Bütün Dünya IŞİD'in bir an önce veya ne zaman tükeneceğini beklerken, toplu saldırılarının yanı sıra ferdi terörünü, Asya, Afrika ve Avrupa da sürdürüyor.
IŞİD Orta Doğu mahreçli olmasına rağmen dünyanın her yerinde "ben de varım" demek kıvraklığına ve şansına sahip olması endişeleri artırıyor.
Bunca devletin katıldığı koalisyon gücünün IŞİD'i en azından önce durduracağı sonrada ortadan kaldıracağı halen sanılıyor. Uzmanların çoğu ise, IŞİD'in kolay kolay eritilmeyeceğine dair hemen hemen fikir birliğine varıyor.

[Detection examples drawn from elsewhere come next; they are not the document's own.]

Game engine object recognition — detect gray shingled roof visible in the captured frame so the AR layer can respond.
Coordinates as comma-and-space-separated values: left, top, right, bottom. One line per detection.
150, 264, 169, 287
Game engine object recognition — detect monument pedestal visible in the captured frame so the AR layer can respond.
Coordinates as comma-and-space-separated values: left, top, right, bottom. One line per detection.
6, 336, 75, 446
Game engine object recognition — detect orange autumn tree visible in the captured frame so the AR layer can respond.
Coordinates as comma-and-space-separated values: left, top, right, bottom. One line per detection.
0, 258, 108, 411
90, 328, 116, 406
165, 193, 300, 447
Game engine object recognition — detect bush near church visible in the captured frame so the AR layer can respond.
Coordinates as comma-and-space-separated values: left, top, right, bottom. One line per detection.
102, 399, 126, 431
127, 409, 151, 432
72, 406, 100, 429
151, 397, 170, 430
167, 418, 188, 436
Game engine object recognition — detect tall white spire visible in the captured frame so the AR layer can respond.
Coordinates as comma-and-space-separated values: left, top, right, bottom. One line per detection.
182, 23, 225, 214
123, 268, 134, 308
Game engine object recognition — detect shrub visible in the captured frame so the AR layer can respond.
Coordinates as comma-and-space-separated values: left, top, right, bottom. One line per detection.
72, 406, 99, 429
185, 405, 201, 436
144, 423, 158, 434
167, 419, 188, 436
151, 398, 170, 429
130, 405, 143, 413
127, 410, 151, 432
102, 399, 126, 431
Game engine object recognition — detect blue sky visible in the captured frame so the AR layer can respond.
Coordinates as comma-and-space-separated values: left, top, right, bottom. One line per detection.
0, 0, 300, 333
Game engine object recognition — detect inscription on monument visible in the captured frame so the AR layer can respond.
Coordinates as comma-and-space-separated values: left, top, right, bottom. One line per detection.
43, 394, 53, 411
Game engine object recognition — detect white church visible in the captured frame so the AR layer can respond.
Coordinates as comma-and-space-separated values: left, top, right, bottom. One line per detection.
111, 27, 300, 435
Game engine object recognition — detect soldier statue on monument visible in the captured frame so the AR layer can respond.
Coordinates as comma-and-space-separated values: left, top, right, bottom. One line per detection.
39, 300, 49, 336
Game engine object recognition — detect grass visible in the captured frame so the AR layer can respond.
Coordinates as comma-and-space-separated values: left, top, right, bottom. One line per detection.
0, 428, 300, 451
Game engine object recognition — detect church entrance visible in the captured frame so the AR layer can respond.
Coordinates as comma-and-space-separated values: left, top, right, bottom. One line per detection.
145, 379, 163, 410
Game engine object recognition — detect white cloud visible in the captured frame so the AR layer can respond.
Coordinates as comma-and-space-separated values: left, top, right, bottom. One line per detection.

Üstelik yakın gelecekte ya Irak ya Suriye ya da parçalanan bu iki ülkede IŞİD devletçiği kurulması üzerinde fikir yürütüyor. İskeletini, Saddam'ın mağlup askerlerine ve yakın geçmişte Irak Şii, Suriye Esad yönetimlerinin baskılarına maruz kalan Sünnilerin toplanmasından elde eden IŞİD'in özellikle Avrupa'da yaşayan işsiz ve vasıfsız gençlerin katılımı ile hem "sansasyonel" hem de "radikal" kimliğini elde ettiği de biliniyor.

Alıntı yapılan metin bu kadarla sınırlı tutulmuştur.